Ein Selen-Mangel scheint mit einem erhöhten Malignom-Risiko verbunden zu sein (11-15). Am ehesten scheint dies mit der bei Selen-Mangel verminderten Fähigkeit zum Abfangen reaktiver Sauerstoffverbindungen, Reparatur von DNA-Schäden und der Regulation der o.g. immunologischen Prozesse zusammenzuhängen (9). Bei bereits Erkrankten ist ein Selen-Mangel mit einer schlechteren Prognose assoziiert (15), eine Substitution kann diese möglicherweise verbessern.

Vor einer Selen-Substitution sollte eine Serum-Spiegel-Bestimmung durchgeführt werden. Der deutsche Referenzwert für die Selen-Serum-Konzentration liegt bei 80-120 µg/l.
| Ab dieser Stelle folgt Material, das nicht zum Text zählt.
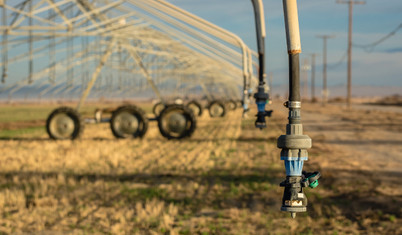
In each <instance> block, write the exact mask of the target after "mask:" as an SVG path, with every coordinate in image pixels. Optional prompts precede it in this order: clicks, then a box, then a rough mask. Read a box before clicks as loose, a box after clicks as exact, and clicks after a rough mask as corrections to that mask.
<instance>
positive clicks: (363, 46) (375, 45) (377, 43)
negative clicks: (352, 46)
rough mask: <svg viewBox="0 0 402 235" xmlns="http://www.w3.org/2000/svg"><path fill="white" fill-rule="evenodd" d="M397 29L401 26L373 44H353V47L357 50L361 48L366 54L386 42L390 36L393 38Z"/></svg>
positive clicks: (379, 39) (395, 29)
mask: <svg viewBox="0 0 402 235" xmlns="http://www.w3.org/2000/svg"><path fill="white" fill-rule="evenodd" d="M399 29H402V24H400V25H399V26H398V27H396V29H394V30H393V31H391V32H390V33H389V34H387V35H386V36H384V37H382V38H381V39H379V40H377V41H375V42H373V43H370V44H365V45H361V44H353V46H354V47H358V48H362V49H364V50H365V51H366V52H372V51H373V50H374V48H375V47H376V46H377V45H379V44H380V43H382V42H384V41H386V40H387V39H389V38H391V37H392V36H394V35H395V34H396V33H397V32H398V30H399Z"/></svg>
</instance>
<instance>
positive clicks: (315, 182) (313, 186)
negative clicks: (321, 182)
mask: <svg viewBox="0 0 402 235" xmlns="http://www.w3.org/2000/svg"><path fill="white" fill-rule="evenodd" d="M317 186H318V180H316V181H314V182H311V183H310V184H309V187H310V188H316V187H317Z"/></svg>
Patientinnen mit BRCA- und p53-Mutationen scheinen besonders von einer Substitution erniedrigter Selen-Spiegel zu profitieren (16-17). Somit sollte in der Vor- und Nachsorge BRCA-positiver Patientinnen ein besonderes Augenmerk auf einen ausreichenden Selen-Spiegel gelegt werden. Die Substitution erfolgt aufgrund seiner optimalen Verstoffwechselung sinnvollerweise oral mit Natrium-selenit (anorganische Selenverbindung).

Bei einem nachgewiesenen Selen-Mangel kann eine Rezeptierung verschreibungsfähiger Selen-Präparate zu Lasten der GKV erfolgen.

Über die Korrektur erniedrigter Spiegel hinaus kann Selen in Therapie-situationen eines voraussehbar hohen Verbrauchs eingesetzt werden.